Angella Dykstra: She Makes Cents

Dec
17
2013

On Having Kids with Holiday Birthdays

They Don't Have To Give Up Their Special Day

Having kids with holiday birthdays

Before I had any kids, I was adamant that I would not have a December baby. I am a January baby, and that is pretty bad in its own right. My birthday is less than three weeks after Christmas which means that there is much fanfare and then ... nothing for the next eleven months. I have a cousin born on December 25th (Merry Christmas!) and both my mom and one of my best friends have a birthday on December 27th. That week of Christmas is nuts and no child should have to compete with both Jesus and Santa Claus.

When we first decided to get pregnant, we made sure to start early enough to be nowhere near December for a due date. Our plan worked and our first baby was due August 30th. When I was twelve weeks pregnant, I started spotting and went to see my Doctor. She sent me for an ultrasound and on Valentine's Day, 2002, we found out that our baby no longer had a heartbeat. A few days later I had a D&C and there was much grieving that happened. I had never felt the baby kick, but my body had changed and I mourned the loss of my baby dream.

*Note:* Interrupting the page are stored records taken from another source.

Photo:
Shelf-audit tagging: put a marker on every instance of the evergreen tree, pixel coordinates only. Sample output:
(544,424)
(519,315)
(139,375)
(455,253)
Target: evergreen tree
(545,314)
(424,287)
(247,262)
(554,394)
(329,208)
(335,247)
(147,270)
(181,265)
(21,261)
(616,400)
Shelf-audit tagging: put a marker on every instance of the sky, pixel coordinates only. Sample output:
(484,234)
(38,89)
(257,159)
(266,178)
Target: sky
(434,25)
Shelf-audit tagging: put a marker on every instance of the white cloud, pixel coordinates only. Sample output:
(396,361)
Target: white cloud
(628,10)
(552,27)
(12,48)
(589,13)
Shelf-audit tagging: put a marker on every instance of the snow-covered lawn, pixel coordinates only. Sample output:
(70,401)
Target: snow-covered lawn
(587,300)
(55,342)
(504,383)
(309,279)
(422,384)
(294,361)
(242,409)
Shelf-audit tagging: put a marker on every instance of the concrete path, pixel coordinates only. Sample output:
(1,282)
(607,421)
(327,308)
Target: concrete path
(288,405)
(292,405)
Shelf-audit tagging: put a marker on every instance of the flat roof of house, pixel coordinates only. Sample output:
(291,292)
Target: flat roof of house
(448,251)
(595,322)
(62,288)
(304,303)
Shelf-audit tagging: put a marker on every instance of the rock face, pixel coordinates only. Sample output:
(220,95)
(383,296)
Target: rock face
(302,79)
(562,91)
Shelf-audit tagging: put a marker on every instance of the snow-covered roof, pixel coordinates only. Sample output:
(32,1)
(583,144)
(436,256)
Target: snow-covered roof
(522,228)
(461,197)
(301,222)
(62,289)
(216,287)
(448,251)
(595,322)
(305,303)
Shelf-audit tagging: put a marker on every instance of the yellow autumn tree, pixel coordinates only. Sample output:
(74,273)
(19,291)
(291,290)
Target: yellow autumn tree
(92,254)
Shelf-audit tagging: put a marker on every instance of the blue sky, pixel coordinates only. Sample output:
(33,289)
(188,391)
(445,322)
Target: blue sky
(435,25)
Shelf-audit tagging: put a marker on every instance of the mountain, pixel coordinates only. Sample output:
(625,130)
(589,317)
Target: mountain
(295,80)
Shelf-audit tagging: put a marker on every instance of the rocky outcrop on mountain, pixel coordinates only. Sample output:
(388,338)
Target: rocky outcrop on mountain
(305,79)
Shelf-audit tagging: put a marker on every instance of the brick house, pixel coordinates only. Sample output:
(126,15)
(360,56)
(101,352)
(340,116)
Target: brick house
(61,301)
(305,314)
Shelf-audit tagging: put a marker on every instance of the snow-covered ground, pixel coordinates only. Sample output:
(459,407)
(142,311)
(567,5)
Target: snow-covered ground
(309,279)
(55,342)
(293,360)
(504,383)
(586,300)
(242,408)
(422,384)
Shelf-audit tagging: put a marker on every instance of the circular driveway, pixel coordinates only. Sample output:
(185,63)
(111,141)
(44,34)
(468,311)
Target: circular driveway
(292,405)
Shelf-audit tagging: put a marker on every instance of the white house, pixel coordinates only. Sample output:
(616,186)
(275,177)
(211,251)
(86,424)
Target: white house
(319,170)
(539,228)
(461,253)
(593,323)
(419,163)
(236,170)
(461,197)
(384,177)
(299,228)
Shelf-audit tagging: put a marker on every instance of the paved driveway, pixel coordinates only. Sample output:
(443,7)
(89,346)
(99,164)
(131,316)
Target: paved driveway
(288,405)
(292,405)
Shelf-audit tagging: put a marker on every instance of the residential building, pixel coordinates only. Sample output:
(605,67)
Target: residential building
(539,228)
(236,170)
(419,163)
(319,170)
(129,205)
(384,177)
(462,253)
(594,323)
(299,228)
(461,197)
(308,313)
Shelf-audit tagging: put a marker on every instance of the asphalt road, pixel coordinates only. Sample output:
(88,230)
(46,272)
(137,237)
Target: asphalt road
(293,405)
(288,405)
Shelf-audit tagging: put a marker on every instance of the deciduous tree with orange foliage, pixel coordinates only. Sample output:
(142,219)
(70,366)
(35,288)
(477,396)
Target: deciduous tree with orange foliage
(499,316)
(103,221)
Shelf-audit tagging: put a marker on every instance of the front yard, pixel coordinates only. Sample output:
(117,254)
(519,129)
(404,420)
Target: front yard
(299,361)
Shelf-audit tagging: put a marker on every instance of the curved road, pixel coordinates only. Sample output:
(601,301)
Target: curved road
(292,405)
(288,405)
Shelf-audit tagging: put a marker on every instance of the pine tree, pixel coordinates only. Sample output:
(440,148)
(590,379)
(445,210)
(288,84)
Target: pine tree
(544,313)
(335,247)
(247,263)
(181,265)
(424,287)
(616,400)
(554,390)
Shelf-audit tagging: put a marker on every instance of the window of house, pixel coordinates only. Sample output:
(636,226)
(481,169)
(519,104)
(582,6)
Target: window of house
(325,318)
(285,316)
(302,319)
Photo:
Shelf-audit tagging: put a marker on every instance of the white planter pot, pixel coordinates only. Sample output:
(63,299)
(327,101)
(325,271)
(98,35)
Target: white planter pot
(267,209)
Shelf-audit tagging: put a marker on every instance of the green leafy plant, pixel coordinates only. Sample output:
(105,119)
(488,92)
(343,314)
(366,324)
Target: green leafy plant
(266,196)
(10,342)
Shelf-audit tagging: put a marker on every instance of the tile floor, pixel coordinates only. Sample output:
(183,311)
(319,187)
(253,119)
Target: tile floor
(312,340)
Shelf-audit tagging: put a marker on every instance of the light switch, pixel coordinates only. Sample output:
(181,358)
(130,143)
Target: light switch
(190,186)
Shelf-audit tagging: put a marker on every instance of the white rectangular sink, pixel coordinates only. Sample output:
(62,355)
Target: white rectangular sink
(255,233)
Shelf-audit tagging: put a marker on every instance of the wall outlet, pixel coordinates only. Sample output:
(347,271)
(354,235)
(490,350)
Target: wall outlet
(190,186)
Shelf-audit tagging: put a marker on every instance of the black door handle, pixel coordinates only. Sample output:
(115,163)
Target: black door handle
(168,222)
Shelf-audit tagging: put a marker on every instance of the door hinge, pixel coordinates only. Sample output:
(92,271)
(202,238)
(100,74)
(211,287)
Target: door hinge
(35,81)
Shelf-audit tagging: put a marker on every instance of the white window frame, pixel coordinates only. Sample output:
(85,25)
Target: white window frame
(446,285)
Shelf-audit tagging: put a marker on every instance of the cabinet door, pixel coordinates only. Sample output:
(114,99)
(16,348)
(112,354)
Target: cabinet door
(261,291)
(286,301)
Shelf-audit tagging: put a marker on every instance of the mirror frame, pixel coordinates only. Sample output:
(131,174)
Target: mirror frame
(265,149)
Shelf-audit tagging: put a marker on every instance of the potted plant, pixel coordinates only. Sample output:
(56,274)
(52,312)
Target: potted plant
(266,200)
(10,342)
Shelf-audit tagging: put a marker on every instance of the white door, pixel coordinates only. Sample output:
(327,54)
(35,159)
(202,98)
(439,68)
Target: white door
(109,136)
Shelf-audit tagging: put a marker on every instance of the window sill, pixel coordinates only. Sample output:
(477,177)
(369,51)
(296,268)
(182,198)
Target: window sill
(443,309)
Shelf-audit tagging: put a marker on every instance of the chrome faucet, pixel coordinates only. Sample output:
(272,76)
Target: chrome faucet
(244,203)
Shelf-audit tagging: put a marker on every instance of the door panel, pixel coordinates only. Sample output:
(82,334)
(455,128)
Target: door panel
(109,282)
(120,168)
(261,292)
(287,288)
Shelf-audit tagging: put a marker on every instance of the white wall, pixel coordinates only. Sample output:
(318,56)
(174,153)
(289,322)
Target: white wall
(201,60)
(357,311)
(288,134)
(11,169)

I wanted to get pregnant immediately, but my doctor said that if I waited until I had one regular cycle, my odds of miscarrying would be back in the "normal" range (25%-50%). I waited, I had my cycle, and I got pregnant immediately. My new baby had a due date of December 29th and I couldn't be happier about it because if he or she made it to their dure date and were born, I'd have my very first baby. Calendar dates no longer meant anything.

My son arrived on his due date, all nine pounds, twelve ounces of him. He with his chubby cheeks and blue eyes and happy demeanor. I looked upon him and new immediately what unconditional love was. I love my husband, but this love for my baby was a different variety. I understood exactly how much God loves me, because I loved this squishy baby so much that I couldn't contain it.

Now that he's older, I've made a constant effort to make sure that his birthday is special and not lumped in with Christmas. He knows the story of my first baby, and how I was so happy to have a baby, even if they were born in December. He appreciates my honesty and talks openly about meeting his baby brother (he's convinced the baby was a boy) when he gets to Heaven. (I do my best not to cry, but I'm not always successful.)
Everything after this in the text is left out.